De Dutch State concludes that it is al lto arbitrary and random, badly grounded etc. and they ask the High Council to annul the verdict, which implies that the Enterprise Chamber should start áll over again’. In that case, however, the High Council would submit clues on how the expert’s report should be moderated. This will of course not take another eight years, but as you have experienced in legal cases a few years is ‘nothing’.
The ‘Stichting Beheer’ (shareholder and subordinated creditor) complaints that the the subordinated loans they have given to SNS Bank are inadequately considered as shares, which implies that the Stichting Beheer is not entitled to any compensation. As you might recall the value of the shares is considered to be zero, while the value of the bond excluding legal interest is 75% of the nominal value, and because none of the shareholders has filed a cassation request, this outcome fort he shareholders is now final. For us, the outcome of the evaluation by the High Council is not so relevant, because any compensation for the ‘Stichting Beheer’ will hardly influence the amont available for your bonds.
It is almost impossible to predict what the decision of the High Council will be, but my preliminary reaction is that it might be quiet easy for the High Council to set aside all the complaints, given the fact that the valuation process has been carefully carried out (in every situation it is inevitable that you must make choices), the experts have demonstrated adequate professionalism in performing their task and they appear to be really independent. Furthermore the hearing has been fair (adversarial practice). Please realize that this is only my opinion before consulting experts, so any guarantee that this will be the final outcome, can not be deployed.
A final remark on the future of your foundation and its services seems to be relevant. When I accepted the position as chairman of this foundation at the end of January 2013, I could not have foreseen that in May 2021 we still would not have a final verdict and a proper compensation. This goes without saying alsof or all participants in your foundation.

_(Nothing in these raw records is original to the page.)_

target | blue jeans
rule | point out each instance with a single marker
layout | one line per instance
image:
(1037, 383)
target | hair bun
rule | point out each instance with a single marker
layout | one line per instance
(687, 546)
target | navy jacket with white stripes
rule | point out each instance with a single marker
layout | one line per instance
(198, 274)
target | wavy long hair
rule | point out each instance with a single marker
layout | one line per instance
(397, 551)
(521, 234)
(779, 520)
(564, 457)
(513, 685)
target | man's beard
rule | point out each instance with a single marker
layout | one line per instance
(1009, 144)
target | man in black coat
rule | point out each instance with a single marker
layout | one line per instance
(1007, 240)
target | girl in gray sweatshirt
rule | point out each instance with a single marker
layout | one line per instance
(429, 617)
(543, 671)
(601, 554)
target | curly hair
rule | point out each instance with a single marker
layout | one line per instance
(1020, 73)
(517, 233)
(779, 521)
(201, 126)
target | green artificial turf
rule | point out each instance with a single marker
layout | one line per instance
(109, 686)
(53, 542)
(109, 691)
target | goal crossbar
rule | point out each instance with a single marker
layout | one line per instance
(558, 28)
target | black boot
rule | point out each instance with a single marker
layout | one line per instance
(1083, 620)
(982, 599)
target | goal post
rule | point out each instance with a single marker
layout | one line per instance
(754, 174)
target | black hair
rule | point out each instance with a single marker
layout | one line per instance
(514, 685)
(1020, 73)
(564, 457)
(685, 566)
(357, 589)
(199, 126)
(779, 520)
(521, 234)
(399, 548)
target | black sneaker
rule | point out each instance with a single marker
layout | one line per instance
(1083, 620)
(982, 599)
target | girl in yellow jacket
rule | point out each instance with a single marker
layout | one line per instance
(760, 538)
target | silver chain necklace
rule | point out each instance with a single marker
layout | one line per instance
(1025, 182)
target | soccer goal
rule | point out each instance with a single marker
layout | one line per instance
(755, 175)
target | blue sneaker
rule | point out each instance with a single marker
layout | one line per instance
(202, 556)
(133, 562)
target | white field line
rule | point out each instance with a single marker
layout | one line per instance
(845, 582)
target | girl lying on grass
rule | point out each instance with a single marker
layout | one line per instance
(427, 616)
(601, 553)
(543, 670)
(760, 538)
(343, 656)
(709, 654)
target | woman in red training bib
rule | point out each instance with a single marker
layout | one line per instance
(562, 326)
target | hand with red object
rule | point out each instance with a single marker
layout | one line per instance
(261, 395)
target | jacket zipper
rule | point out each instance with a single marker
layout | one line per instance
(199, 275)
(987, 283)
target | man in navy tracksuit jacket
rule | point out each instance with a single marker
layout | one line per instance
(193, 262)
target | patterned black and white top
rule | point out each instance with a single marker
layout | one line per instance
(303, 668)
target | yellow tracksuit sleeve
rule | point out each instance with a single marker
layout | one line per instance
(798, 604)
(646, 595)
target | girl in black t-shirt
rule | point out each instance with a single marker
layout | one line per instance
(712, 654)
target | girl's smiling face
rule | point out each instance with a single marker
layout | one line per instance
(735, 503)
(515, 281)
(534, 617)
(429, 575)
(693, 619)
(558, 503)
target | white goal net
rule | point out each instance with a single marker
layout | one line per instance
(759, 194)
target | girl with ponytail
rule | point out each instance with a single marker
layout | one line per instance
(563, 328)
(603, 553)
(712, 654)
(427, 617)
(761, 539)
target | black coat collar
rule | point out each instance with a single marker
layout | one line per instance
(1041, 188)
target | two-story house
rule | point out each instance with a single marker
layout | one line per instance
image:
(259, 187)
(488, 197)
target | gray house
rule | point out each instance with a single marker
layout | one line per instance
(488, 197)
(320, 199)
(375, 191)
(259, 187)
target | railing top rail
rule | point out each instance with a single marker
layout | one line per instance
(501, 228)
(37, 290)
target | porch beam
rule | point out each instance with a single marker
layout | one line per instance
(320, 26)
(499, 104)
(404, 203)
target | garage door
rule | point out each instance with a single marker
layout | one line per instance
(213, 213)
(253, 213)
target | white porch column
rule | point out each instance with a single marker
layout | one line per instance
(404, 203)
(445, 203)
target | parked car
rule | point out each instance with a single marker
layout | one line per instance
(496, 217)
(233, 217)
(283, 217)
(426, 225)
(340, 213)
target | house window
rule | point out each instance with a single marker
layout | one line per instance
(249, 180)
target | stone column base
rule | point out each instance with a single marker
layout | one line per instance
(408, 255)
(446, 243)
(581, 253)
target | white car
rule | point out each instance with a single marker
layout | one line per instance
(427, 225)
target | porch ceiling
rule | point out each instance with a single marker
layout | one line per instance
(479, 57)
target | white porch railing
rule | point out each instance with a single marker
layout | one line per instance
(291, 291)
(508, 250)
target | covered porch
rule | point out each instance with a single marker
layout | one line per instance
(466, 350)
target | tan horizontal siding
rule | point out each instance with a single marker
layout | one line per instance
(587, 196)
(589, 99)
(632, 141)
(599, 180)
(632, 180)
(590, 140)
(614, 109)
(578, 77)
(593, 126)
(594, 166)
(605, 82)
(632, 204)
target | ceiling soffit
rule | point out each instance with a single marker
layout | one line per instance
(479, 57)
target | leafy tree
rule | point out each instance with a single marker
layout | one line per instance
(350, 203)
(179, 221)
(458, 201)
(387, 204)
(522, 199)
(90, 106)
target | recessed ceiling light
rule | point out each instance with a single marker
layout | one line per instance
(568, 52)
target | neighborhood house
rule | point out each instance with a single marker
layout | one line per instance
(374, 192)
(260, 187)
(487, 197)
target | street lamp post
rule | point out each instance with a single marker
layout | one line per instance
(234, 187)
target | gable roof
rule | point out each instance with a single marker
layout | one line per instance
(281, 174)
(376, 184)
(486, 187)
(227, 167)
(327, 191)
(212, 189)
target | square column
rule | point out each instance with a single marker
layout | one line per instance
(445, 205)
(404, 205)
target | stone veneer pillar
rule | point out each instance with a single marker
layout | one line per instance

Currently we have to make a decision wether to actively participate in the cassation, which of course will require a new effort for a longer period of time. The risk that the High Council eventually will annul the verdict is still there and it is not unthinkable that it will last another 1,5-2 years untill that is clear. In the case the decision leads to an anullment, we might have to wait another few years until the final verdict from the Enterprise Chamber is submitted. However this is a dark scenario and procedures can be a lot shorter/faster. I consider this therefore as a natural moment to decide under which conditions we will enter this new set of procedures. Don’t be affraid that I will step down but I think it is a good idea to organize my thoughts on this subject and give you feedback as soon as possible. The most important factor is how the foundation could be effective as possible and have a real added value.